Regina merasa sangat lega. Elise membelai pipinya sendiri. Meskipun ia belum tidur lama, ia merasa sangat segar.
‘Apakah saya sudah terbiasa dengan kurang tidur?’
Elise minum air yang disediakan Regina dan bangun dari tempat tidur. Namun, saat hendak memakai sandal dalam ruangannya, dia berhenti sejenak.
Kalau dipikir-pikir, kapan dia tidur tadi malam? Dia tidak ingat.
Sambil meregangkan tubuh dengan lesu, Elise berjalan menuju meja. Dokumen-dokumen yang belum selesai masih banyak.
Namun ada sesuatu yang tampak salah.
“Regina, apakah kamu sudah membereskan dokumen-dokumen ini saat fajar?”
“Maaf? Tidak. Bagaimana saya bisa mengatur dokumen Anda jika saya tidak mengerti isinya?”
Meski penataan yang rapi sangat mengesankan, kalau bukan Regina, siapa lagi yang akan menata dokumen Elise dengan begitu menarik?
Elise membalik-balik halaman. Sebuah memo kecil melayang turun dari dokumen yang tertata rapi, tanpa disentuh oleh Elise.
Mengambil memo itu, senyum tipis menghiasi bibir Elise.
“Yang Mulia datang berkunjung.”
[Jangan terlalu memaksakan diri, Elise. Aku akan meluangkan sedikit waktu lagi untuk mengulasnya. Aku harap kamu tidak tersinggung.
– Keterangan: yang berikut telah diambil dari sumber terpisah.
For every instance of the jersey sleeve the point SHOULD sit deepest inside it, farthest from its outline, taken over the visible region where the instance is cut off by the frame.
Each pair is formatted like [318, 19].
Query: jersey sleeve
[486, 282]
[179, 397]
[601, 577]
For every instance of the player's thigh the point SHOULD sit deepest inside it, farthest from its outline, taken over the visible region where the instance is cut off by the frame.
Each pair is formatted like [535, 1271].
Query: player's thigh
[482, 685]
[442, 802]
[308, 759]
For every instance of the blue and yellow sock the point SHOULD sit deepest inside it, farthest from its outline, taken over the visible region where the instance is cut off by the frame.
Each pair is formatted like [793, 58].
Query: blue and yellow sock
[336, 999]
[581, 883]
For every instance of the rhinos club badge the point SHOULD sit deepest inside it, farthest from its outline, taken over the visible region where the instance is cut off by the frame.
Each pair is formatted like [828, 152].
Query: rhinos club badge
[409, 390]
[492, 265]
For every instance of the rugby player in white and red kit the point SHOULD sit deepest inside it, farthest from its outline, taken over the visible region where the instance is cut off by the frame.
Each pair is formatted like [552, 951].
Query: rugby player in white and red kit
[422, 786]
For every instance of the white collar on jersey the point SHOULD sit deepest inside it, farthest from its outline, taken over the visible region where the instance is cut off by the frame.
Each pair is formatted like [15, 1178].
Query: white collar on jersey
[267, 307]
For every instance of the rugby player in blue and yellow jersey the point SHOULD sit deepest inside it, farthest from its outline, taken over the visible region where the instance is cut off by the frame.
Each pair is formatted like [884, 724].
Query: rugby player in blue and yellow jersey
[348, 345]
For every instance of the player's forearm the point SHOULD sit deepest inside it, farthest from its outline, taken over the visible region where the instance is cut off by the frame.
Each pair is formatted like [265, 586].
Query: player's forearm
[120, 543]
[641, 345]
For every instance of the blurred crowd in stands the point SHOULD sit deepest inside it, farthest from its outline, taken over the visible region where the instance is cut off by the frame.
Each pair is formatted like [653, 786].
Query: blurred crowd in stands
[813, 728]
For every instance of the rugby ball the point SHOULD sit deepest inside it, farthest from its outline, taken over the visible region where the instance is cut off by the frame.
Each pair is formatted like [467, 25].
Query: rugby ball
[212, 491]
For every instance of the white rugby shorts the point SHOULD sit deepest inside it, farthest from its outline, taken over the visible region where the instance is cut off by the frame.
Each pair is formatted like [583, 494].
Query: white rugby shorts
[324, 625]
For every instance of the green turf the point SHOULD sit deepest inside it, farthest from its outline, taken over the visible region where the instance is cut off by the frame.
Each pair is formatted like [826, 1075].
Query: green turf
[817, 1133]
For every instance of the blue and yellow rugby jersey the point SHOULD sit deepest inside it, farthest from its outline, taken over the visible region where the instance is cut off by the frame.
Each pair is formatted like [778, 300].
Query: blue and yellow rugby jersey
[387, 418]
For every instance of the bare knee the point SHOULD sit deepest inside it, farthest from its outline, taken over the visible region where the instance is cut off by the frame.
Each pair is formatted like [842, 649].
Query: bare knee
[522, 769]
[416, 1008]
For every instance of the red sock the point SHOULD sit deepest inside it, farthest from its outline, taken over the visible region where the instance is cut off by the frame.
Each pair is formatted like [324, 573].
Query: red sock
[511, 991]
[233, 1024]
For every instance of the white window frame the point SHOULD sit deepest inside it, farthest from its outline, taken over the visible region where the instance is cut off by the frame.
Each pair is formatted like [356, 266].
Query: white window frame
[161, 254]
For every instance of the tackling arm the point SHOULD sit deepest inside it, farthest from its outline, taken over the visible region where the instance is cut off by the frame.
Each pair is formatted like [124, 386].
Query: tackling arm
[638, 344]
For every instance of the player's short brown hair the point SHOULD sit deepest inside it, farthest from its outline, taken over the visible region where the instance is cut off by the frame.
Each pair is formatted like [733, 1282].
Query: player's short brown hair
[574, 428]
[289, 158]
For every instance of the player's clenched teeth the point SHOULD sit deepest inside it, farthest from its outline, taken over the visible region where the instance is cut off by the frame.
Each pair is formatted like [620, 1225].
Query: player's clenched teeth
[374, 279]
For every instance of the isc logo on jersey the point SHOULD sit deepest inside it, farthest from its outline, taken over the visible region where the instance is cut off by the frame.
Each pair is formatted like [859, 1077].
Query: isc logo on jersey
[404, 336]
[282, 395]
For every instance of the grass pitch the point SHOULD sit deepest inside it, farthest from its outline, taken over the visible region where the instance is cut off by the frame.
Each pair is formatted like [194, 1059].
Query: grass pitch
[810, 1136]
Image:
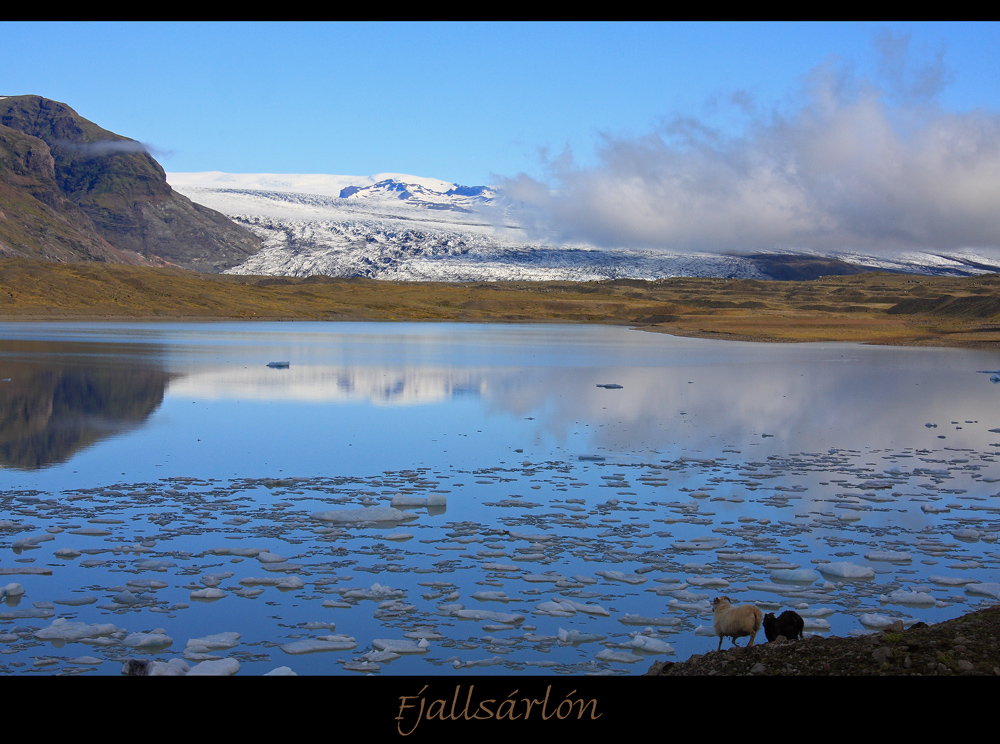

Semoga harimu menyenangkan.]
Membaca memo yang ditulis dengan elegan itu, sudut hati Elise bergetar.
“Ada apa, Nona? Apakah dokumennya salah?”
“Tidak, mereka sempurna.”
“Maaf?”
“Kelihatannya bagus, Regina.”
“Maaf?”
Regina memiringkan kepalanya, bingung saat Elise memeluk dokumen-dokumen itu, bergumam pada dirinya sendiri.
Sejak kapan dokumen menjadi alasan untuk bersenang-senang?
Nonanya pasti benar-benar seorang yang gila kerja.